Esta anedota, que o líder nos disse como algo exemplar, deveria servir para nos convencer da grandeza do professor e da contenção do aluno. Na realidade, o que nos deixa é um sentimento doloroso. Se é verdade, dá-nos uma ideia do estado de espírito que reina no PCInt de Itália, um estado de espírito lamentável. Em outras palavras, não é o partido, a massa de militantes, a classe operária em seu conjunto, que deve julgar se tal ou tal posição seria justa ou errada. As massas nem sequer devem ser informadas. O "mestre" é o único juiz do que ela pode entender e do que deve ser informada. A preocupação sublime é não "perturbar" a quietude das massas! E se o "mestre" estiver errado? Isso é impossível, eles nos dirão, porque se o "mestre" está errado, como pode um simples mortal ter sequer a possibilidade de julgá-lo? O fato é que outros "mestres" já se equivocaram, por exemplo, Marx, Lênin. Ah, mas isso não acontecerá com "nosso mestre", com o Verdadeiro. E se isso acontecer, só o futuro "mestre" terá de endireitar as coisas. Esse é um conceito de pensamento tipicamente aristocrático. Não negamos o grande valor que o conhecimento do especialista, do sábio, do pensador pode ter, mas rejeitamos o conceito monárquico de pensamento, o direito divino sobre o pensamento. Quanto ao "mestre" ele mesmo, este deixa de ser um ser humano cujo pensamento se desenvolve em contato com outros humanos e se torna um tipo de Fênix, um fenômeno que se move por si só, a Ideia pura que procura, contradiz e se apreende a si própria como em Hegel.

Esperar o gênio é proclamar a própria impotência; é como a massa que espera aos pés do Sinai a chegada não se sabe de que Moisés que traz consigo não se sabe que mandamentos da inspiração divina. É a expectativa mais antiga e eterna do Messias que deve levar a liberdade ao seu povo. O já velho canto revolucionário do proletariado, a Internacional, diz: "Nem deus, nem César, nem orador, é o salvador supremo". Seria necessário acrescentar-se "nem gênio", referindo-se especialmente aos membros do PCInt da Itália.

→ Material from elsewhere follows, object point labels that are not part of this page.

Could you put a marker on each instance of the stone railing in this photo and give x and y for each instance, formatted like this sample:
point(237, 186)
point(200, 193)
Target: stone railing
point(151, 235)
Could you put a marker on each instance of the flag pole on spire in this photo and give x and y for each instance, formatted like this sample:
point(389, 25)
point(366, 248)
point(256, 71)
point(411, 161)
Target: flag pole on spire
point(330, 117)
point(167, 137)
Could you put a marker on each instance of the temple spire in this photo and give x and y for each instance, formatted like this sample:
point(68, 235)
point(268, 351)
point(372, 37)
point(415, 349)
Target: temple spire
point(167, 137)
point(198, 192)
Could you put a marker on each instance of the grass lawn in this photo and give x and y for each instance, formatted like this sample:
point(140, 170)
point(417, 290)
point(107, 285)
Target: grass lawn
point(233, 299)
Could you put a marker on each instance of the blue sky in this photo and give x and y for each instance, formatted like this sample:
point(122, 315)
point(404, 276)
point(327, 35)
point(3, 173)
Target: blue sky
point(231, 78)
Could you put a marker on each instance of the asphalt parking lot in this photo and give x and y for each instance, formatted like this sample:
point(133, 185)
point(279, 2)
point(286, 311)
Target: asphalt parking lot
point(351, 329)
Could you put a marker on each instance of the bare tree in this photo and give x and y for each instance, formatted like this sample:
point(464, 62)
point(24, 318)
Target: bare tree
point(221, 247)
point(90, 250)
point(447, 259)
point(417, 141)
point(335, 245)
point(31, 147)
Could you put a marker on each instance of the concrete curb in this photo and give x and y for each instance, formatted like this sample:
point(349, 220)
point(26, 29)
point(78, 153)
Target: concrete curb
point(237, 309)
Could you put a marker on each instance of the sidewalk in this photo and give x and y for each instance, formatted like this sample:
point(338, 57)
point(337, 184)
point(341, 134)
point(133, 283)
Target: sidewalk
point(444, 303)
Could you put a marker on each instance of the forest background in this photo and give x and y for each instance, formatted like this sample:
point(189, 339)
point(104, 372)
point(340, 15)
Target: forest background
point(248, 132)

Há múltiplas apresentações e várias dessas visões messiânicas modernas: o culto do "chefe infalível" dos estalinistas, o príncipe Führer dos hilerianos, a filiação dos camisas negras ao Duce. São a expressão da angústia da burguesia decadente que se torna vagamente consciente de seu fim próximo e que tenta salvar-se a si mesma ajoelhando-se diante do primeiro aventureiro. O conceito de gênio faz parte da mesma família de divindades.

O proletariado não deve ter medo de olhar a realidade de frente, porque o futuro do mundo lhe pertence.

 


[1] Ver, "A tarefa do momento:  formação do partido ou formação dos quadros" in Revista Internacional n° 32, 1983 (versão em francês ou inglês).

[2] Pode-se ler o livro publicado pela CCI em francês e espanhol Contribuição para a história da Esquerda Comunista na Itália.

[3] Ver: Convulsões atuais do meio revolucionário, na Revista Internacional, nº 28, 1982. Em francês Convulsions actuelles du milieu révolutionnaire.

[4] Marcel Cachin, um conhecido "homem político" do estalinismo francês. Ex-parlamentar do Partido Socialista Francês (SFIO), foi diretor do gabinete do ministro socialista Sembat durante a Primeira Guerra Mundial. Patriota profissional, estava encarregado de entregar fundos do Estado francês a Mussolini para que pudesse levar a cabo uma campanha pela entrada da Itália na guerra ao lado da Entente. Em 1920, ele se tornou partidário da...  Internacional Comunista, prosseguindo a sua carreira parlamentar; acabou por ser, até à sua morte, um dos partidários mais servis de Stálin.